W 69. minucie na bramkę Jagi strzał oddał Keita. Trafił w słupek, a piłkę do bramki skutecznie dobił Ubiparip. Sędzia wychwycił jednak pozycję spaloną napastnika Lecha i gola nie uznał. W 73. Minucie Jaga próbowała się odgryźć. Maciej Gajos uderzył z okolic połowy boiska na bramkę wysuniętego Kotorowskiego, ale golkiper Kolejorza strzał zatrzymał. Chwilę później z dystansu uderzał Lovrencsics, lecz piłka poszybowała wysoko ponad bramką gospodarzy.
Kwadrans przed końcem spotkania Michał Probierz postanowił zabezpieczyć tyły i wprowadził Tarasa Romachuka za Patryka Tuszyńskiego. Jakiś czas później nudzących się kibiców z sektora Ultra postanowił obudzić Keita strzelając w nich zamiast na bramkę. Chwilę później powtórzył swój wyczyn, tym razem głową. Pozory, że coś się dzieje robili również trenerzy, którzy wpuścili na boisko Formellę i Dzalamidze. Na dwie minuty przed końcem regulaminowego czasu gry we własnym polu karnym został znokautowany Rafał Grzyb.

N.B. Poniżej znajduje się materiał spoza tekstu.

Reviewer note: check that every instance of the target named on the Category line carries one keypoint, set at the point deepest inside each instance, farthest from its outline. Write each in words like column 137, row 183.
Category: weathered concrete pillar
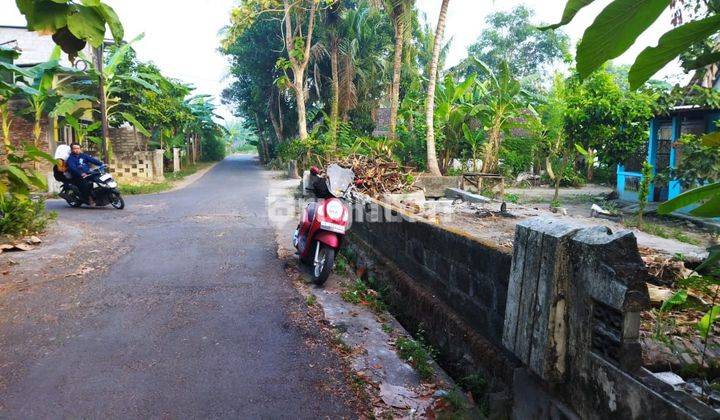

W doliczonym czasie gry na murawie pojawił się Jan Pawłowski i od razu miał dobrą okazję, ale skończyło się tylko na rzucie rożnym. Wynik już nie uległ zmianie i Jagiellonia odniosła zasłużone zwycięstwo nad wyjątkowo kiepskim w tym spotkaniu Kolejorzem. Maciej Skorża ma wiele do poprawienia w grze swojej drużyny.